4Cs vs 4Ps of Marketing | Understanding Customer-Centric Marketing & The Marketing Mix

¿Qué son las 4P del Marketing Mix?

El marketing se ha sustentado desde el principio en cuatro pilares básicos: las 4 P. Las 4P del marketing mix es un concepto acuñado por Phillip Kotler en 1967 y alude a las herramientas básicas y tradicionales del marketing que utilizaban las empresas para implantar sus estrategias y alcanzar los objetivos establecidos.

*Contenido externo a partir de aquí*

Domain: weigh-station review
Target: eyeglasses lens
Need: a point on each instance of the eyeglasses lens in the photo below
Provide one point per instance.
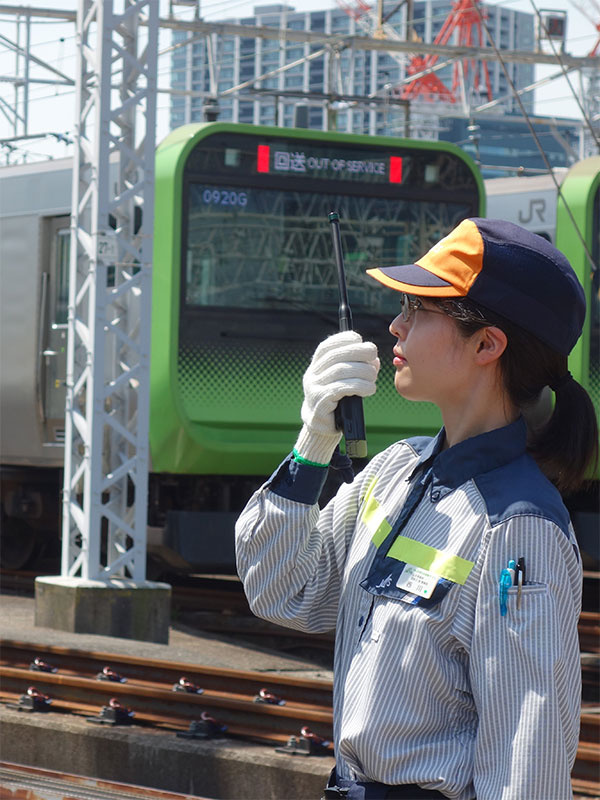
(408, 306)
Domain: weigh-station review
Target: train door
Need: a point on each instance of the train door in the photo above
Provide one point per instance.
(53, 330)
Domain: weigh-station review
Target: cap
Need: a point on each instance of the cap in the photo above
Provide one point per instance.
(504, 268)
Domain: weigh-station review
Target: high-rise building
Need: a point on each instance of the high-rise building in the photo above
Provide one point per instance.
(294, 96)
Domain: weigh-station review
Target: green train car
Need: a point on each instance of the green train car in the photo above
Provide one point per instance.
(245, 286)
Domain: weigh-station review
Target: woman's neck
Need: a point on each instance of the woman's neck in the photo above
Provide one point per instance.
(480, 412)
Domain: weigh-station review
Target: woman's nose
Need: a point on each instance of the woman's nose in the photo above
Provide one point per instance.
(398, 327)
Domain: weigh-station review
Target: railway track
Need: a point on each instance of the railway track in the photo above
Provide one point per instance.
(245, 703)
(228, 698)
(229, 695)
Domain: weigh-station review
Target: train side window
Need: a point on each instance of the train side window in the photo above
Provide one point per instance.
(61, 251)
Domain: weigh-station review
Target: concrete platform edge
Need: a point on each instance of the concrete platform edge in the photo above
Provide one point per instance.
(223, 769)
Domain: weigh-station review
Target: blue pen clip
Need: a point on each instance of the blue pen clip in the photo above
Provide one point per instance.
(504, 584)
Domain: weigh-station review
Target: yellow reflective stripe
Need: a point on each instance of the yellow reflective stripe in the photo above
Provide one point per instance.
(373, 516)
(446, 565)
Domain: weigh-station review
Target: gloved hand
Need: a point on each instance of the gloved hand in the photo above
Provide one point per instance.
(342, 365)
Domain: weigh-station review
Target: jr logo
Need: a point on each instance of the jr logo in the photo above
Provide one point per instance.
(537, 207)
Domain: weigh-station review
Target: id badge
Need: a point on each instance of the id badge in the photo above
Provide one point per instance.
(417, 581)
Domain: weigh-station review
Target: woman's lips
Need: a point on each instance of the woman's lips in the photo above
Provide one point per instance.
(399, 359)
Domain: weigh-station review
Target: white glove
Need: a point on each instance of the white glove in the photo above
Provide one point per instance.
(342, 365)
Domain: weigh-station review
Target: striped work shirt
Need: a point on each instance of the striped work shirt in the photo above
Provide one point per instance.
(433, 684)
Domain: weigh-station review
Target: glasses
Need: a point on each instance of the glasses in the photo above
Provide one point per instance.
(409, 304)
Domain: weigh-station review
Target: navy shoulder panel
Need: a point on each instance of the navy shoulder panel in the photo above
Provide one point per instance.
(419, 443)
(520, 487)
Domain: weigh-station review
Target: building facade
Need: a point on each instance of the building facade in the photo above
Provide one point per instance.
(212, 66)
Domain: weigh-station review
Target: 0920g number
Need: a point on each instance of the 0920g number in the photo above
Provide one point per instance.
(224, 197)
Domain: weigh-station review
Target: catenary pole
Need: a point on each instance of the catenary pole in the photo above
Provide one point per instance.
(106, 431)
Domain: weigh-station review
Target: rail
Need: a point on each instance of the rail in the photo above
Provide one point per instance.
(229, 697)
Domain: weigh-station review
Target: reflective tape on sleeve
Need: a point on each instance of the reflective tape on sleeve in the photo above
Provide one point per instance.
(373, 516)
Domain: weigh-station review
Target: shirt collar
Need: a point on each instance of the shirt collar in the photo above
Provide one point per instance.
(452, 467)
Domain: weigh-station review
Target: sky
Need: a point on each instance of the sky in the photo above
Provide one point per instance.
(52, 108)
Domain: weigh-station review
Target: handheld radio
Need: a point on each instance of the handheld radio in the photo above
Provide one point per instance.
(349, 416)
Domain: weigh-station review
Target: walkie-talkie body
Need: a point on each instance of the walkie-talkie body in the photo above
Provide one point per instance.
(349, 414)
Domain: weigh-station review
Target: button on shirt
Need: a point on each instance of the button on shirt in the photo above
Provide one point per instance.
(432, 684)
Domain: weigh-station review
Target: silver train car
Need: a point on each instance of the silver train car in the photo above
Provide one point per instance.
(35, 204)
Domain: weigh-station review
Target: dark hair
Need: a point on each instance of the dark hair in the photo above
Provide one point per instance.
(565, 446)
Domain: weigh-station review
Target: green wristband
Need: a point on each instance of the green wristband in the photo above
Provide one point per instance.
(301, 460)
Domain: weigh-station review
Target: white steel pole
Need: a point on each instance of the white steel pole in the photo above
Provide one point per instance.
(106, 431)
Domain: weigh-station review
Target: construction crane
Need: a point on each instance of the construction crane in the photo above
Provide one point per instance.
(463, 22)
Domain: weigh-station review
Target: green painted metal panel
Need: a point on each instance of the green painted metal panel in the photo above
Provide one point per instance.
(232, 406)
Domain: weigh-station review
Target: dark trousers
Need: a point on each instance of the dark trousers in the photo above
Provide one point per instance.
(360, 790)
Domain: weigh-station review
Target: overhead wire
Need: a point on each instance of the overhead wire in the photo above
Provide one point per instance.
(535, 137)
(565, 74)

Es importante subrayar que el marketing mix en su conjunto es un modelo estratégico, mientras que cada una de las herramientas se consideran tácticas. Por ejemplo, decidir dónde bajar los precios y expandir la producción al mercado de masas es una operación estratégica.

Esos si, cada una de las estrategias debe estar orientada por cuatro elementos:

1. Producto

Cualquier bien, servicio, idea, persona, lugar, organización o institución que se ofrezca en un mercado para su adquisición, uso o consumo y que satisfaga una necesidad real de los posibles consumidores. Conocer perfectamente las características de un producto o servicio, sus beneficios y las ventajas competitivas frente a sus competidores. Esta centrado en los beneficios, posee una cartera de productos. Y sus características fundamentales: calidad, diseño, etc. Un producto no es bueno o malo en sí mismo, es necesaria la óptica del cliente para conocer la idoneidad del mismo. El producto es lo que fabricamos, ya sean bienes y servicios, y uno de los aspectos más importantes de las empresas es diseñar productos con características que nuestros clientes quieran comprar.

Elementos a tener en cuenta: la cartera de productos, la marca, la imagen, la presentación (o packaging) y el servicio postventa.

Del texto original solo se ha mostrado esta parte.